One of the writer-related newsletters I subscribe to is put out by a guy who runs an online guide to literary agents. It comes in the form of a daily email and usually includes things like interviews with agents about how they came to be in that line of work, and newly-published authors and how they managed to get their agent. It can be especially comforting to people like me to read how an unpublished author beat the odds and attracted the attention of a literary agent.
But the story of the author featured in today’s email was especially encouraging. She had…
– never written a novel, short story, poem, essay or article
– no idea how to get published
– didn’t know any writers or anyone who aspired to become one
– no idea that there were such things as writer’s conferences or critique groups
– didn’t know what agents did
– didn’t know how to approach them
And even more amazingly, she hadn’t really read that many books in her life. She was brought up in some crazy apocalyptic religious cult which took the view that education was a waste of time and so forbade access to school, books, music and television. (And you just think about that the next time you want to complain that your childhood sucked.)

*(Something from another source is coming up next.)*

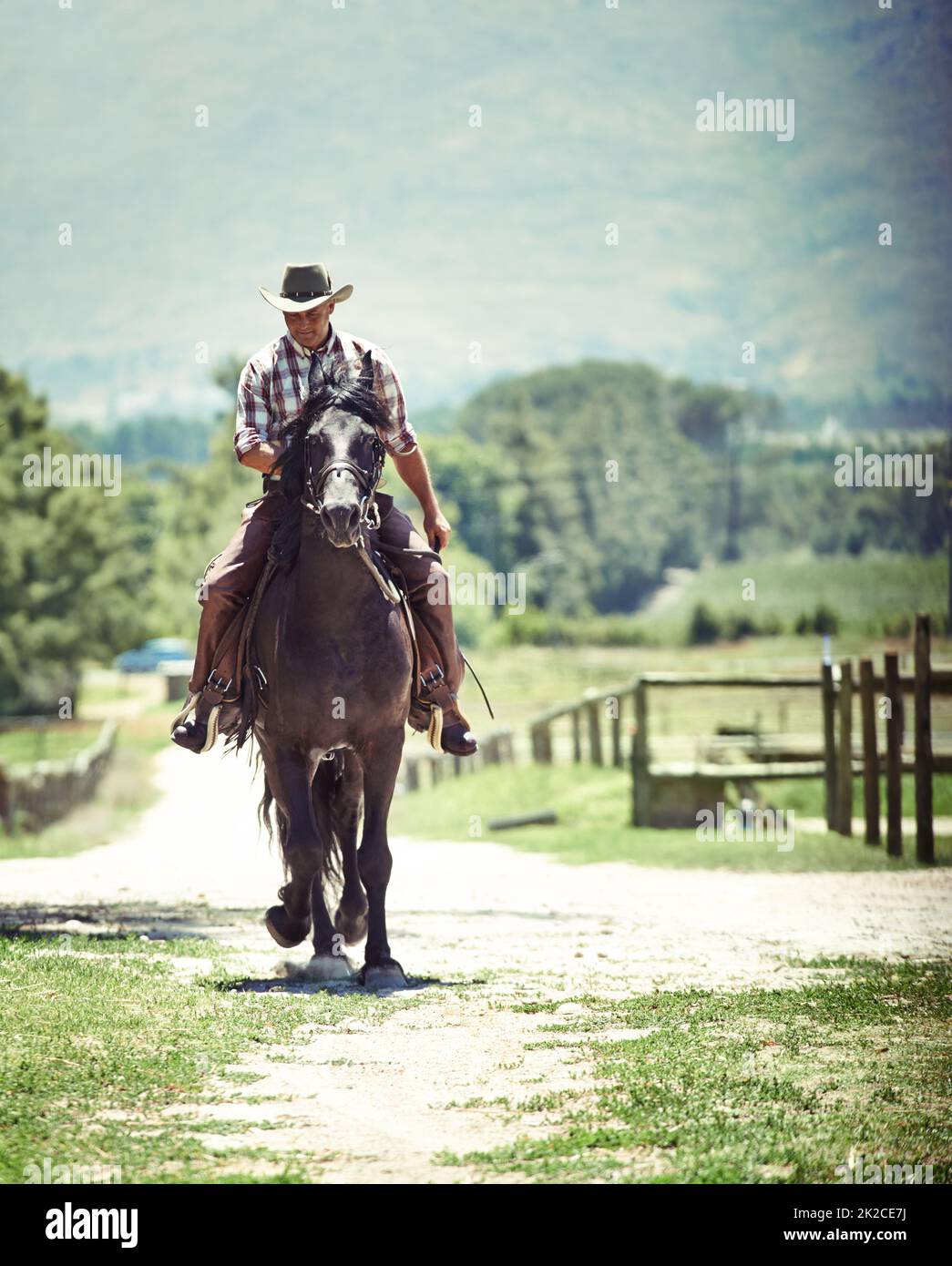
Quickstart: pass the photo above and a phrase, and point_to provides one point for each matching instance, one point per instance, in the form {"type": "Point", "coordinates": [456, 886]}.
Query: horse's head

So basically this woman knew nothing but the desire to write a novel and proceeded to write it the only way she knew how: one word at a time. Eventually she got the novel as good as she could get it by which time she’d researched how to approach agents. She had two versions of her query letter. They were each completely different from one another and she couldn’t decide which one was better so she alternated letters and agents and eventually got offers from two agents: each one had received one of the versions. Yada yada yada…her book came out this week and it’s in the Top 200 on Amazon.com – an amazing accomplishment by anyone’s standards.

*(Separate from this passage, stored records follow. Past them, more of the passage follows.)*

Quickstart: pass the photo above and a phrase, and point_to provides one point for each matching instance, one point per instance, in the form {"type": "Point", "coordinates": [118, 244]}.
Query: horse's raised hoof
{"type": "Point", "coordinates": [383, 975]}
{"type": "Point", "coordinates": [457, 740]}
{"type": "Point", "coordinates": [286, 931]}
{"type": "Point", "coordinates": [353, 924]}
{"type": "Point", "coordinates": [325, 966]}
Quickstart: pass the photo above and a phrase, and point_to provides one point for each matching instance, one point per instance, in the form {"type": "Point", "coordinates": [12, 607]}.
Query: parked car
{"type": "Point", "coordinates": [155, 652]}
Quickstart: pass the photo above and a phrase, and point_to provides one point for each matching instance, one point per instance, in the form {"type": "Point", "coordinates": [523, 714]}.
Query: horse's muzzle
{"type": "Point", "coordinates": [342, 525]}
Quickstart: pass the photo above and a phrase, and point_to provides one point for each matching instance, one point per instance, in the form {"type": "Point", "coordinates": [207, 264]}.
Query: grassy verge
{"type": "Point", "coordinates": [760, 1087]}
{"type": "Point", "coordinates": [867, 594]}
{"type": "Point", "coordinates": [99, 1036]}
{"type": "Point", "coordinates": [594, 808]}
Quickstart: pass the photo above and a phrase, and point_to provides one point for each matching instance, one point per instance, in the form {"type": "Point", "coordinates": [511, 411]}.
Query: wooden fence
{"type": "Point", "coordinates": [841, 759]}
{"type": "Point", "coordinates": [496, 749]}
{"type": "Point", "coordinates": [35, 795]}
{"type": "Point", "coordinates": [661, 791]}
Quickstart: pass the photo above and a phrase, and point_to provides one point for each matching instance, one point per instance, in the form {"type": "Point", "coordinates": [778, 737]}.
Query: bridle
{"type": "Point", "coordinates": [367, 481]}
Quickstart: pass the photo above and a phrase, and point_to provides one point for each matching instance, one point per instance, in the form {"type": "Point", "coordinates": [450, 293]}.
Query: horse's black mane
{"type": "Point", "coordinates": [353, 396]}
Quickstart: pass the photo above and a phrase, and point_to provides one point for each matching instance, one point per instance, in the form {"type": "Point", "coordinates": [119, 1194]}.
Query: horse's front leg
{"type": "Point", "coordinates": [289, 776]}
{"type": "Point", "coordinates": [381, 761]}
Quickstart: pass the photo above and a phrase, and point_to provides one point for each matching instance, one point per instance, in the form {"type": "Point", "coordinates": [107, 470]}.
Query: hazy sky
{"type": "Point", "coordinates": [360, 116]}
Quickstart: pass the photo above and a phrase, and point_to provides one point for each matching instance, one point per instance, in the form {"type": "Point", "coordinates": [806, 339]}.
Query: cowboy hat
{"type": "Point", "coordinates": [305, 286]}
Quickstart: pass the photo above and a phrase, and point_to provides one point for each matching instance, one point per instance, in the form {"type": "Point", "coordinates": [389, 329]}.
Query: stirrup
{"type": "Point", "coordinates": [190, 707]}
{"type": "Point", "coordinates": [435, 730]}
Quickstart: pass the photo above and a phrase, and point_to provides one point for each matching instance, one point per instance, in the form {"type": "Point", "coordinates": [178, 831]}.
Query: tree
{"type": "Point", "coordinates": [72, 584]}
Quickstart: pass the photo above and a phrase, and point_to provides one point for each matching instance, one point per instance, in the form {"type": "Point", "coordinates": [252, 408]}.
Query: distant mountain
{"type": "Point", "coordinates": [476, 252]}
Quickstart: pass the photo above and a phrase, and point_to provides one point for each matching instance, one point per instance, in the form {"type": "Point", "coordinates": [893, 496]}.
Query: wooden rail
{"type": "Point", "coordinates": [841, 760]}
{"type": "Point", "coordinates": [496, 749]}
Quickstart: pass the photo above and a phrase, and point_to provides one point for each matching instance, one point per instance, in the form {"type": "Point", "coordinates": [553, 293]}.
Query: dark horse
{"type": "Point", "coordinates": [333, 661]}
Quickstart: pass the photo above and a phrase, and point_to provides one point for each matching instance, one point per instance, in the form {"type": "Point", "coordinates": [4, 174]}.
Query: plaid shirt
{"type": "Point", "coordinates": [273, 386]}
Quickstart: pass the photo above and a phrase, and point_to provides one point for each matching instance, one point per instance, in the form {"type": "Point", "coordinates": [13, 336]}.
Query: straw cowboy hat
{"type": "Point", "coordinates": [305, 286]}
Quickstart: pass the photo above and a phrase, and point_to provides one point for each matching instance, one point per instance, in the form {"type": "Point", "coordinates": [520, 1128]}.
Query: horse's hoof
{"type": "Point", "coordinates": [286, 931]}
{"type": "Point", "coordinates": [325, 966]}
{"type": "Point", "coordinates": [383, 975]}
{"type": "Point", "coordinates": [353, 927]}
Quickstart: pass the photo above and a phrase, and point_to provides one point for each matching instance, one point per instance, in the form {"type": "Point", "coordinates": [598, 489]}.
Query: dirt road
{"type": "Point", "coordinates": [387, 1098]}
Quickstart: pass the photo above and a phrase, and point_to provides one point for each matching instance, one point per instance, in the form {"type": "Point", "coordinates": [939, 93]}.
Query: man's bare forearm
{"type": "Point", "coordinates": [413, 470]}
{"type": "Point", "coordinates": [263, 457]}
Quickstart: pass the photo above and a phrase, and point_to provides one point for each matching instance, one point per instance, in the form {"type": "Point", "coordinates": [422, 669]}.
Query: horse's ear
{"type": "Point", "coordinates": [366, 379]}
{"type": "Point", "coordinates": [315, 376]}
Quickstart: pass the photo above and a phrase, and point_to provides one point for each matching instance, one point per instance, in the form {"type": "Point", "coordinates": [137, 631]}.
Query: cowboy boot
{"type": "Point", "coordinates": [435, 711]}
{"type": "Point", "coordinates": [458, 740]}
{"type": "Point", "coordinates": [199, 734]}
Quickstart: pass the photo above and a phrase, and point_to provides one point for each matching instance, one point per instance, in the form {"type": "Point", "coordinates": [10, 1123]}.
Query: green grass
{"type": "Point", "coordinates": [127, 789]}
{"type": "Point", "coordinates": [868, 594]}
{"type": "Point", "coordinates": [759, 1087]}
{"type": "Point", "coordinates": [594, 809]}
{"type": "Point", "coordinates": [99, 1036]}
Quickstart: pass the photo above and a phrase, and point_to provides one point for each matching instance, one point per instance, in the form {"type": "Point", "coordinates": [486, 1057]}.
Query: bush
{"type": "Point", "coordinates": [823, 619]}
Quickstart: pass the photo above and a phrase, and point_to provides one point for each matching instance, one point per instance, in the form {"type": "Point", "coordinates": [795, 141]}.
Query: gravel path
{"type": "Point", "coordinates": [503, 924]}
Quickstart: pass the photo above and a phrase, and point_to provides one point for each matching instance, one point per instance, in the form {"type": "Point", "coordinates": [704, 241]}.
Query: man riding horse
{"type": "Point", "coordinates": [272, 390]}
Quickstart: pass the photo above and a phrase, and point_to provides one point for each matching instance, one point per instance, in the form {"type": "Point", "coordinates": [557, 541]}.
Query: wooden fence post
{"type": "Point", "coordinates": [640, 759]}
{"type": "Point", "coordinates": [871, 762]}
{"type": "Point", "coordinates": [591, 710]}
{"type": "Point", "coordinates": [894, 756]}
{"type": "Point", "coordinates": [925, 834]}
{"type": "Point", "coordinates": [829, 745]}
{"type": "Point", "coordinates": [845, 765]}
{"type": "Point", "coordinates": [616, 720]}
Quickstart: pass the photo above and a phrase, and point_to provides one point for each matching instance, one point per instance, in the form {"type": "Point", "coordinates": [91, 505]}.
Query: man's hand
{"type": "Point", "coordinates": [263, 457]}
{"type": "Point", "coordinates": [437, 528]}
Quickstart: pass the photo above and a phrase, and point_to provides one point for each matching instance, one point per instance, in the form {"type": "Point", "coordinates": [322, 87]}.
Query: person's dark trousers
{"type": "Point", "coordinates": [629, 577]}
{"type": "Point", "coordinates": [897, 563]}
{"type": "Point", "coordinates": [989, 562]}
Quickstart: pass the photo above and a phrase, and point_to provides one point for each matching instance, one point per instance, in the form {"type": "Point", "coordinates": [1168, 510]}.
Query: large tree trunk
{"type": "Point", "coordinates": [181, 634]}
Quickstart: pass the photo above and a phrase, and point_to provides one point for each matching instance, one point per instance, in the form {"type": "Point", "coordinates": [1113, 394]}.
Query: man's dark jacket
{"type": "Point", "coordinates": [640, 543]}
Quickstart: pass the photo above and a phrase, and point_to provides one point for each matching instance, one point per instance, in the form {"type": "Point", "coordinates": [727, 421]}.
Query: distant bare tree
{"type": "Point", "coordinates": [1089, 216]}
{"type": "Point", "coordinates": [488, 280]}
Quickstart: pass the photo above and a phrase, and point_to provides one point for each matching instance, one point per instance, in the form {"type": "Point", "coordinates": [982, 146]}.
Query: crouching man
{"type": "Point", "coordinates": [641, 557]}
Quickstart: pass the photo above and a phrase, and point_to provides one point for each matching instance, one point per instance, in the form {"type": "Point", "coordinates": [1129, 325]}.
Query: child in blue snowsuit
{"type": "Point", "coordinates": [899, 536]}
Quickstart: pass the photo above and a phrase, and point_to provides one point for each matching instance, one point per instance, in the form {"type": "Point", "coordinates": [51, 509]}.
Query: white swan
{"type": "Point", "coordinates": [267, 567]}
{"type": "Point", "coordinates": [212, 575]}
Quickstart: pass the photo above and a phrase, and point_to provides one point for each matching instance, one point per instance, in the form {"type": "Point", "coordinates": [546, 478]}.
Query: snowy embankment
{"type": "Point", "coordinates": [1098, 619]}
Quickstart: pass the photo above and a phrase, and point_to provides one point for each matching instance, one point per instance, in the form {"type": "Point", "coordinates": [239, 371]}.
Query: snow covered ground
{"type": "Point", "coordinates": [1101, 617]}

And an inspiring one for people like me as I continue this process of finding a literary agent to represent me. That process continued today with agent #20.
This agent is from San Francisco. I know…I know…they’re not in New York but their list of authors is quite impressive. The writers represented by this agency have won the NY Times Editors Choice award, been a ‘Times of London’ #1 Bestseller, included in Entertainment Weekly’s Top Ten Nonfiction Books of the Year, won the American Book Award, and several have garnered a Kirkus starred review. The title of one of their books is, “Holy Shit! A History of Swearing” so you know they’ve got a sense of humor. Plus not only do they list “Historical fiction” in their areas of interest, but they list it twice which I’ve chosen to see as an emphasis, rather than an oversight. So they become agent #20
Oh well, that was a complete waste of time and effort. I’m still getting used to my new email program for my new so-called professional looking martinturnbull.com account. AFTER I sent off this query, I took a look at it just to make sure that it was okay. <insert wince here> It was NOT okay. This agency wants a query letter, a one-page synopsis, and the first 2 chapters which is easy enough because I have that all ready and simply copy and paste it into the body of my query email.

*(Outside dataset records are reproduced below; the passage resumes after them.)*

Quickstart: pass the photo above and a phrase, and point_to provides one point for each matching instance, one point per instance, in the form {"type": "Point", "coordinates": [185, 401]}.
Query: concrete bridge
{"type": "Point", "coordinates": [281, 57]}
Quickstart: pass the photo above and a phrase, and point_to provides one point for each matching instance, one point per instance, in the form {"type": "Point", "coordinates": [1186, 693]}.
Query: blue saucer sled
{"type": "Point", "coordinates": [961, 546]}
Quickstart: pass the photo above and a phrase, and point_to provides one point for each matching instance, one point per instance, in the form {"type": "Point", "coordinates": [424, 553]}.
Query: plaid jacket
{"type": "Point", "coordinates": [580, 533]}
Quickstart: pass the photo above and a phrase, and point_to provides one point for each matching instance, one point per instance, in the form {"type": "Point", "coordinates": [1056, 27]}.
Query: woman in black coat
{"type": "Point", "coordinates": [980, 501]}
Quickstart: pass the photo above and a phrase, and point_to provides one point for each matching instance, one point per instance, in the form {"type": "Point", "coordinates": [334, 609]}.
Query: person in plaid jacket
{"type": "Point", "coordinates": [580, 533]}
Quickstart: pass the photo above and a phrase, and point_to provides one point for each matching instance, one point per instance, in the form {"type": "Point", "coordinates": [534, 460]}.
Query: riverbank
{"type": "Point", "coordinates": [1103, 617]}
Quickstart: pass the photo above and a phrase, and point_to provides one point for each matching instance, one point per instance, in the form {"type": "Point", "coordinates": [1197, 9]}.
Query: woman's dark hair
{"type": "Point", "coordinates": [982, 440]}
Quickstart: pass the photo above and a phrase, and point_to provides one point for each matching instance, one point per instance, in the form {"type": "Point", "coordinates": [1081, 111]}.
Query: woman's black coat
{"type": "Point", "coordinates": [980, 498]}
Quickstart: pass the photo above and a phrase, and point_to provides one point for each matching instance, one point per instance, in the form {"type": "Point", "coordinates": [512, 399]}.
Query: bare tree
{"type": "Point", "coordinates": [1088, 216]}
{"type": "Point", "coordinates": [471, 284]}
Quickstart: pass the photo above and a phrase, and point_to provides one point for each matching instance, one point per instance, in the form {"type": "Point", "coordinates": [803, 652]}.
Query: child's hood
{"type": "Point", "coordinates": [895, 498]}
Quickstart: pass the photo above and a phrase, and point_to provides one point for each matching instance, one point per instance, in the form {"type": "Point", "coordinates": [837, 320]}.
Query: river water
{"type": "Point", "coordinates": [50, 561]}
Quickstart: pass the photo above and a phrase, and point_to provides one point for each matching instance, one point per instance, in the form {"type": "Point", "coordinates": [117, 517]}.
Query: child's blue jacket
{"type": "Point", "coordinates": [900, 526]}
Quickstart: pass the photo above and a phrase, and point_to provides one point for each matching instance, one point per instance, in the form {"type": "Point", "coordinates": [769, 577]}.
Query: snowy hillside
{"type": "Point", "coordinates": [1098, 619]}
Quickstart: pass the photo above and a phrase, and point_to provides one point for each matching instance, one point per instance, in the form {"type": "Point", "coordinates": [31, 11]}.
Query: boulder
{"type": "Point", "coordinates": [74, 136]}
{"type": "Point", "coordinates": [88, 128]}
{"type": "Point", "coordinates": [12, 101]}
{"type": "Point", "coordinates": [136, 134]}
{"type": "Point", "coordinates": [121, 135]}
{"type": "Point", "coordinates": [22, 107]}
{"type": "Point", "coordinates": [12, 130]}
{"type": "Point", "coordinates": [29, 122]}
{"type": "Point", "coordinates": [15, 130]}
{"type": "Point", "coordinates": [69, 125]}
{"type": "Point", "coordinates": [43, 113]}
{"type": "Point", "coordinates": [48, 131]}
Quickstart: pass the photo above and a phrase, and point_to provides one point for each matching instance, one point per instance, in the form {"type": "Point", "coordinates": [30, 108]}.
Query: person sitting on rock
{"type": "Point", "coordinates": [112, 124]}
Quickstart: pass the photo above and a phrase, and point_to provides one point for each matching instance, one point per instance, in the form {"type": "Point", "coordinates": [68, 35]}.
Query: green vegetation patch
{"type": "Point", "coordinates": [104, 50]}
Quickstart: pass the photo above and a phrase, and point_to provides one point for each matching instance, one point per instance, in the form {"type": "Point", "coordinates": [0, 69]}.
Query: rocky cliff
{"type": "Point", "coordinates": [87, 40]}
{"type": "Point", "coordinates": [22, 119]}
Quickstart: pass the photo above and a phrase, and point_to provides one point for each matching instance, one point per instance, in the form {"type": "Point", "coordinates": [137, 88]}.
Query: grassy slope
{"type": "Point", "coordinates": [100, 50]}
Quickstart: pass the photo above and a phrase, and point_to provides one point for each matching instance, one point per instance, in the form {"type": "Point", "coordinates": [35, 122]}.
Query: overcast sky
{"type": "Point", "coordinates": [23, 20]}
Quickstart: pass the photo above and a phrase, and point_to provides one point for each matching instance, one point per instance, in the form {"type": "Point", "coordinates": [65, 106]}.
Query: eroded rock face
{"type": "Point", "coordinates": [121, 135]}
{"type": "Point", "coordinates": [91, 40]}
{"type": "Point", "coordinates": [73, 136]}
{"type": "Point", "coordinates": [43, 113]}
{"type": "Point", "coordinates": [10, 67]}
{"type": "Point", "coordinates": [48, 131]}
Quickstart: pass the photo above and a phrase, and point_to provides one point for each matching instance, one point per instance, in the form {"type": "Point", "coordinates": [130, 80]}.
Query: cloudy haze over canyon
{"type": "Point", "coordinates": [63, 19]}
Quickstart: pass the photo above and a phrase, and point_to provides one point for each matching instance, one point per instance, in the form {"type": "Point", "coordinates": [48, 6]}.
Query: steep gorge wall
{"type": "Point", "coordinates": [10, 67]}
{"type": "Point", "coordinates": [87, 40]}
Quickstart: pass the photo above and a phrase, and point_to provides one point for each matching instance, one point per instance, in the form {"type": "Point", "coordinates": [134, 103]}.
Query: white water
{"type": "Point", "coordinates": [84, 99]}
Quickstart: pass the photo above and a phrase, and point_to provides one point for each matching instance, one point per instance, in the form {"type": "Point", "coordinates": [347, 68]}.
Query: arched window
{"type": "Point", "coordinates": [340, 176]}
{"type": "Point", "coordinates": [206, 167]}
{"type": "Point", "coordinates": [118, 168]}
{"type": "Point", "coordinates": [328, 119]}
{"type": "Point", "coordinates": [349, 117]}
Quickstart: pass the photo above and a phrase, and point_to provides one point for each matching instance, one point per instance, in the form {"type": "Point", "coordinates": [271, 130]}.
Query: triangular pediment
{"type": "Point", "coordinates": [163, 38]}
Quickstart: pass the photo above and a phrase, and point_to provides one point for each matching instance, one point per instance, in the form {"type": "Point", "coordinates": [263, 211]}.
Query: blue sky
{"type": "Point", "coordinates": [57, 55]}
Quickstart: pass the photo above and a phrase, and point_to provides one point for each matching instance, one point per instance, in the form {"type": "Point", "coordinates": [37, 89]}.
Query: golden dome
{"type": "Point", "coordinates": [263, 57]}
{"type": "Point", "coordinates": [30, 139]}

Yeah, well, it’s not that simple. For some strange techno-babble-reason clear only to dorks, geeks and computer programmers with minimal social skills, this email program couldn’t cope with certain punctuation, namely quotation marks, colons, and dashes. Whenever it came across one of those–which was a lot–it replaced it with a question mark. So my query has arrived into their in-box peppered with inexplicable question marks.
I’ve since figured out that one of the settings in my email program is called “Charset” — ‘character setting’…??? The default is Western (ISO-8859-1) which seems a dumb setting if it can’t bloody well cope with quotation marks, colons, and dashes. But there is a 2nd English setting: Western (ISO-8859-15) Apparently that extra 5 at the end makes all the difference in the world because after much fiddling around, I’ve discovered that Western (ISO-8859-15) CAN cope with quotation marks, colons, and dashes.
So I re-sent my query with an apology for the screw-up but seeing as how these people are looking for ANY reason to say no, I don’t like my chances. Am I holding my breath that I’ll be hearing back from these people? Hmmmmmmmmmmmmmmmm…no.
Onto #21. Is it time for a cocktail?